As I've stated in my fist "intro post", I'm 25, a recent graduate w/ a BA in Lit. and now have decided to go into cooking instead of following my degree path. 
Culinary school is the obvious choice but being that its already September 20th, I'm a little late on deadlines and don't expect to apply till next fall.
I have about 7 to 8 years experience in a Deli/kitchen doing minimal cooking and mostly prep work. I'm wondering if that would be considered experience as I'm applying for work in kitchens in the Philadelphia region. What positions are good to look into? I was thinking line-cooks, but am I not qualified? 
I realize that a lot of the questions I'm asking are subjective questions, but I'm wondering if I'm a little in over my head.

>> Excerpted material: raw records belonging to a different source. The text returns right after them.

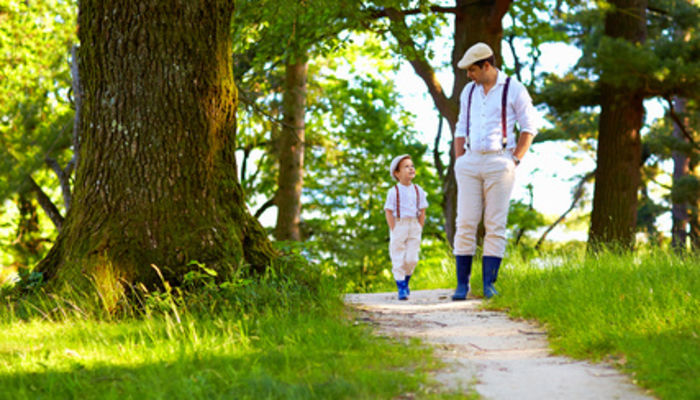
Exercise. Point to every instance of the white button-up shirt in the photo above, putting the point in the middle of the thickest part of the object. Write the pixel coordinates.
(485, 132)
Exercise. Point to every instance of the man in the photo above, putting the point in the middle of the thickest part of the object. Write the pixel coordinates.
(487, 155)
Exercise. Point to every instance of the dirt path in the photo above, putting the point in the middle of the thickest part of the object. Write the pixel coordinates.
(499, 357)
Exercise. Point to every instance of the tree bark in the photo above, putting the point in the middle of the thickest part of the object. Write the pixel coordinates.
(474, 22)
(694, 214)
(681, 169)
(156, 184)
(619, 154)
(291, 153)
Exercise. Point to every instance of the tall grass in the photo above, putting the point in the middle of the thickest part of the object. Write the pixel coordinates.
(283, 336)
(641, 311)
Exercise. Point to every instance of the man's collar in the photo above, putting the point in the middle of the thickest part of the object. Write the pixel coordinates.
(501, 79)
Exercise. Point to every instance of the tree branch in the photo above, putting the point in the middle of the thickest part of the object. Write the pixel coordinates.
(439, 166)
(381, 13)
(578, 193)
(269, 203)
(681, 126)
(421, 66)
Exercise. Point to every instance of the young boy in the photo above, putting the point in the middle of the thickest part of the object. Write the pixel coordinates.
(405, 213)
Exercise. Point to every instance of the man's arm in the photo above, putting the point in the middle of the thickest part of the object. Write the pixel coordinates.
(523, 144)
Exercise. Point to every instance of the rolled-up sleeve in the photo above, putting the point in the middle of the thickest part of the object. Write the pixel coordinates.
(461, 128)
(525, 112)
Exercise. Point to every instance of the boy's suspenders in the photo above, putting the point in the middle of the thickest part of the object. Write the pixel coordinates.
(398, 201)
(504, 103)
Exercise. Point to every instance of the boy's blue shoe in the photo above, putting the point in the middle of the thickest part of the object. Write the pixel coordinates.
(403, 289)
(490, 274)
(464, 269)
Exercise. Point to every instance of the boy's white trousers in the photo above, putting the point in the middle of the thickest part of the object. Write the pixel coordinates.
(404, 246)
(484, 185)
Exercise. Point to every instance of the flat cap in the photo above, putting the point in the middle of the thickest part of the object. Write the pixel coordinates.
(479, 51)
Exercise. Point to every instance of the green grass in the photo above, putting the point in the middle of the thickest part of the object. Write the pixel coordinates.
(641, 311)
(277, 338)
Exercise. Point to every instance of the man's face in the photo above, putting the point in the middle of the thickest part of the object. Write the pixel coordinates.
(405, 171)
(476, 73)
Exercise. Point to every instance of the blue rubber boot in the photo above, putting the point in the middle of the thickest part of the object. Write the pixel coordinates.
(403, 290)
(464, 269)
(490, 274)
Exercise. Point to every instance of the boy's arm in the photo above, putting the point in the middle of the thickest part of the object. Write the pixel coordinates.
(390, 219)
(421, 217)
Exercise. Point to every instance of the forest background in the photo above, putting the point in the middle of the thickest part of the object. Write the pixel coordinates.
(142, 143)
(321, 113)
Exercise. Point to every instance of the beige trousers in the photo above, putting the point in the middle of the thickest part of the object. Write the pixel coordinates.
(404, 246)
(484, 185)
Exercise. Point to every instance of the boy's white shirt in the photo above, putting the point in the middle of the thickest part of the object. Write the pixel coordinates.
(408, 200)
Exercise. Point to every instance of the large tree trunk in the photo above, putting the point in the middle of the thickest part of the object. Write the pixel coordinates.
(474, 22)
(291, 153)
(681, 168)
(156, 184)
(617, 178)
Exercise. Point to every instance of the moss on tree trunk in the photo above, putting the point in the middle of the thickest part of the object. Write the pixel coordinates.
(156, 183)
(619, 154)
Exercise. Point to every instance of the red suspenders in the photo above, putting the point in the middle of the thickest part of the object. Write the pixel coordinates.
(398, 200)
(504, 103)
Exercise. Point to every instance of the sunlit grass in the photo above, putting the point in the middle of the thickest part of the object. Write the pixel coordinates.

I'm in the process of writing out my resume and I figured I'd send it around to interesting restaurants, and whatever strikes me online (via monster.com/philly job search), but is there a better way to go about this? 

- thanks for the help.


----------



## zen!!! (Jan 21, 2005)

Hey,

I was in your same position a few years ago. 25, BA in English, etc...

As far as I know, a lot of culinary schools have rolling admissions, meaning that you can apply whenever for their earliest start date. I was looking into culinary school for quite some time, and that's what I found.

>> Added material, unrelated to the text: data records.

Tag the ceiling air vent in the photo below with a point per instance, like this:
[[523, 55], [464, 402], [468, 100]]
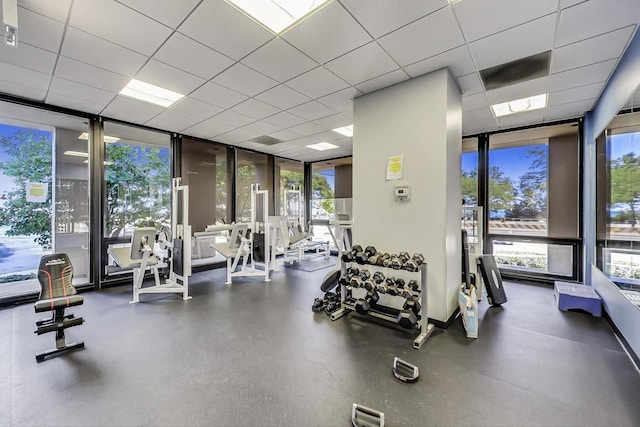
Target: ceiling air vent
[[266, 140], [518, 71]]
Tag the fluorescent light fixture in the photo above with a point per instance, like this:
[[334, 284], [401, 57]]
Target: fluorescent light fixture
[[10, 22], [520, 105], [150, 93], [321, 146], [345, 130], [75, 153], [85, 136], [277, 15]]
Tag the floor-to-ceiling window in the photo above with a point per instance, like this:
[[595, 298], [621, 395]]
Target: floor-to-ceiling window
[[618, 200], [289, 183], [533, 200], [44, 195], [251, 168], [331, 193], [137, 174]]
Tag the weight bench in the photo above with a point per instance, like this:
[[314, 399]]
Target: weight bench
[[57, 292], [571, 296]]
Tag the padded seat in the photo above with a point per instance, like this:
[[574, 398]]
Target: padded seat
[[57, 292], [62, 302]]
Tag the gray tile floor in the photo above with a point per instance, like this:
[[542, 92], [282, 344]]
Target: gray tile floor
[[255, 354]]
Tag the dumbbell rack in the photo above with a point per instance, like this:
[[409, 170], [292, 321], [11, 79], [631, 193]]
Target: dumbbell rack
[[422, 325]]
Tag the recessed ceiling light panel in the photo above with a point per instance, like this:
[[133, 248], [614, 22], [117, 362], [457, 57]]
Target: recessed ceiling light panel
[[321, 146], [278, 15], [345, 130], [150, 93], [85, 136], [520, 105]]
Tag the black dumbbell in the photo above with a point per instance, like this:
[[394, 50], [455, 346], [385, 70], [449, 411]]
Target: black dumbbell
[[407, 319], [378, 277], [363, 256], [362, 306], [318, 305], [396, 263], [331, 307], [355, 282], [369, 285], [412, 304]]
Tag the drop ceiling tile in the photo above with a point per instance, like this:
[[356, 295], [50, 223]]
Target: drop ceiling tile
[[284, 120], [380, 17], [11, 73], [244, 80], [134, 30], [283, 97], [476, 21], [94, 51], [518, 91], [255, 109], [188, 55], [173, 120], [596, 49], [475, 101], [521, 119], [470, 84], [311, 110], [500, 48], [66, 101], [70, 69], [334, 121], [581, 76], [317, 82], [169, 12], [575, 94], [131, 110], [196, 108], [383, 81], [261, 128], [38, 30], [233, 119], [80, 91], [285, 135], [207, 129], [595, 17], [215, 94], [427, 37], [306, 129], [567, 111], [236, 136], [58, 10], [363, 63], [568, 3], [163, 75], [458, 60], [28, 56], [341, 101], [279, 60], [223, 28], [327, 34], [481, 119]]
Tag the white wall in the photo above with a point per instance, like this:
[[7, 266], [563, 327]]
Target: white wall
[[421, 120]]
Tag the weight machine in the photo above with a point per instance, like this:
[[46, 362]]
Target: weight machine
[[249, 245], [140, 256]]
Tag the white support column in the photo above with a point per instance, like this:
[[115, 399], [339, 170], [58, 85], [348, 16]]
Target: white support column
[[420, 119]]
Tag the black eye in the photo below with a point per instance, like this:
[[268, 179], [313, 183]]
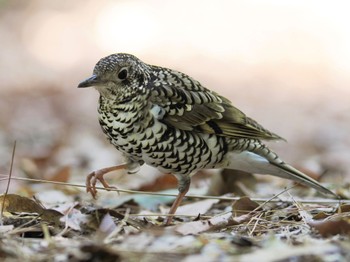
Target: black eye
[[123, 74]]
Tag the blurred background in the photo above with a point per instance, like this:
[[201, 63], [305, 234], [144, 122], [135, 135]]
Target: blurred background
[[284, 63]]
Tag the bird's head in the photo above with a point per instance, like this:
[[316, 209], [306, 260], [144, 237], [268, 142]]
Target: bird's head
[[119, 77]]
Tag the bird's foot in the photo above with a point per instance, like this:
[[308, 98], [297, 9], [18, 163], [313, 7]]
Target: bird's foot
[[93, 177]]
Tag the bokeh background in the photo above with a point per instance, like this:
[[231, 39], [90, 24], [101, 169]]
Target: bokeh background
[[284, 63]]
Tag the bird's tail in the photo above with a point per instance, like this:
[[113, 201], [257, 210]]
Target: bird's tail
[[262, 160]]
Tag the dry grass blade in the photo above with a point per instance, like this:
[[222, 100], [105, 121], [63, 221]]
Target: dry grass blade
[[120, 190]]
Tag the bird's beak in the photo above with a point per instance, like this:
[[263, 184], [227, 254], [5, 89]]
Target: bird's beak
[[91, 81]]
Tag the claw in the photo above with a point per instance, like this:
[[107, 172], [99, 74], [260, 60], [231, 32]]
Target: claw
[[93, 177]]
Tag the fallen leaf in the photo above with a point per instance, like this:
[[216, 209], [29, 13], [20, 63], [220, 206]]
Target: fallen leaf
[[331, 227], [243, 206], [19, 204], [196, 227]]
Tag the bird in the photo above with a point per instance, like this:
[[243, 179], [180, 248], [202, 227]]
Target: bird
[[166, 119]]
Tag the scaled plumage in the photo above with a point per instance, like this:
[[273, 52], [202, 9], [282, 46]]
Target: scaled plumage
[[168, 120]]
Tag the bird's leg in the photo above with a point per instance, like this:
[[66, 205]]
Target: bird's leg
[[92, 178], [184, 186]]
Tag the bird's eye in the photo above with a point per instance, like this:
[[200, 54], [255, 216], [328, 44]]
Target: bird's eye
[[123, 74]]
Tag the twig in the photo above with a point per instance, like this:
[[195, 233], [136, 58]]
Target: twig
[[8, 182], [260, 200]]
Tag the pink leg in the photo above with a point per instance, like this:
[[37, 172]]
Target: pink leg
[[92, 178]]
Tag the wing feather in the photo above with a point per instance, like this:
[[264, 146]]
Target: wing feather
[[188, 105]]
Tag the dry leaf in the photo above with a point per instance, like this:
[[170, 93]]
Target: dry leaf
[[19, 204], [331, 227], [243, 206], [216, 222]]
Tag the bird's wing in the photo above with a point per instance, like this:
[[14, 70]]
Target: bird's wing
[[187, 105]]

I'm currently cooking the line in a casual fine dining restaurant in Boston. I started out just sort of interning for free. I worked two nights for no money. I knew very little about the workings of a professional kitchen, but I did quite a bit of cooking at home. The put me on Garde Manger right off the bat. I knwo I completely lucked out, but after about two months of working for free, they started paying me. Now I'm quitting my relatively cushy desk job (my last day is next friday), and they're moving me to the hot line. WOOT!

Everyone in my kitchen, including the guys who have been to school tell me not to go to school in the States. They tell me that it's kind of a waste of time and you can learn all of that kind of stuff on the line. 

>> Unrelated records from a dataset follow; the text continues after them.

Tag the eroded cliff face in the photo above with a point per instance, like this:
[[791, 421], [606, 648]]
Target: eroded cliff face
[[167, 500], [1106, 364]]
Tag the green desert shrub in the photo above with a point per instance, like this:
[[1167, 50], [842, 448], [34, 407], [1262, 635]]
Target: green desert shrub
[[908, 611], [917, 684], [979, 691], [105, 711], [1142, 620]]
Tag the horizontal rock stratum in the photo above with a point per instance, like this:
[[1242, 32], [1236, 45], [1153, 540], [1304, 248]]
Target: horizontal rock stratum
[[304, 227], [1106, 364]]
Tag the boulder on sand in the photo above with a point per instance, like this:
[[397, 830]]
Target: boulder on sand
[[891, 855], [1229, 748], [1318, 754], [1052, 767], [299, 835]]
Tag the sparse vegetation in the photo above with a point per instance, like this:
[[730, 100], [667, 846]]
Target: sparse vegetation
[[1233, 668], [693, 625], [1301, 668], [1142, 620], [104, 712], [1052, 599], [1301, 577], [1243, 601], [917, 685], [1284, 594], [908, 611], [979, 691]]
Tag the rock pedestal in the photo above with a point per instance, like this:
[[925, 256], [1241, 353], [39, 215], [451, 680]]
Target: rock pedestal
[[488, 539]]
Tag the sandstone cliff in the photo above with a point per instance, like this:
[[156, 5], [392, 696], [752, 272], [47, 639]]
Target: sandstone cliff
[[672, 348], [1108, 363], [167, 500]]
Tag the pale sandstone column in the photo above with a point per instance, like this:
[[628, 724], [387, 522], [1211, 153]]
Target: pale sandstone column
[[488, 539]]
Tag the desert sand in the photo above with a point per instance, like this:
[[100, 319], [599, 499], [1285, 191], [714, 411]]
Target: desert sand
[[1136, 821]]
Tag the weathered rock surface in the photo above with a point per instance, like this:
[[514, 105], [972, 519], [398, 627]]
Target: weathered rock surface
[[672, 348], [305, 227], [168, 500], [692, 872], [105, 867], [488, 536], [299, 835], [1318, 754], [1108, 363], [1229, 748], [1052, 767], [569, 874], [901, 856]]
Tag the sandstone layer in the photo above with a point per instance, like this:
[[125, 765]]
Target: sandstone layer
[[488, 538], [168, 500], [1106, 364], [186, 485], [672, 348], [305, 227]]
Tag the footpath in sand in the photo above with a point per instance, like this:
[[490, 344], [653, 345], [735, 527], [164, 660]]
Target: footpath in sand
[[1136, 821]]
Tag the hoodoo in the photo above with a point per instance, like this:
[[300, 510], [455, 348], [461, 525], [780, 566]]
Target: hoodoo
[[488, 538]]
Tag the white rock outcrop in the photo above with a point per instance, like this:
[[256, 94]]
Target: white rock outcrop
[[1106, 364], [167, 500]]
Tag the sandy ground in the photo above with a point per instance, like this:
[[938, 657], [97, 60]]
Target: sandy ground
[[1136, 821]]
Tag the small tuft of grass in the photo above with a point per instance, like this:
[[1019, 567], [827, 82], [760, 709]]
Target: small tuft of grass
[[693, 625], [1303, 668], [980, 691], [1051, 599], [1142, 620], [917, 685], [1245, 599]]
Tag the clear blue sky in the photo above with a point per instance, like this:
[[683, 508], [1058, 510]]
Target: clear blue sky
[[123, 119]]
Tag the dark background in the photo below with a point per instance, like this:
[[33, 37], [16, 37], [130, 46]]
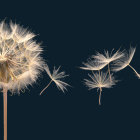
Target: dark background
[[70, 32]]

Being that my goal is to eventually open up my own restaurant, I feel like that little piece of paper might be somewhat reassuring to potential investors. So, my current plan is to stay at my restaurant for at least a year, maybe two, moving around stations. When I feel like I've plateaued my learning there, I'm planning to go to school in Paris, not only to be trained at one of the best schools on the planet LCB, but also so I can get that internship at a restaurant in Europe. I hope to cook around europe for a few years as well before coming back. 

But back to where you should be applying... From what I can tell, the easiest positions to slide into are the garde manger positions (as they seem to be the highest stress and have the biggest mise en place-s) and dessert plating positions. I think from there, you can either move up or move from restaurant to restaurant. I also find that a lot of restaurant postings on craigslist. That's where everyone I know looks for their next job. Also, in Boston, we have a website called bostonchefs.com that has restaurant job listings as well.

Anyhow, I hope this helped. Let me know if you have any more questions. Cheers and good luck.

ZEN!!!


----------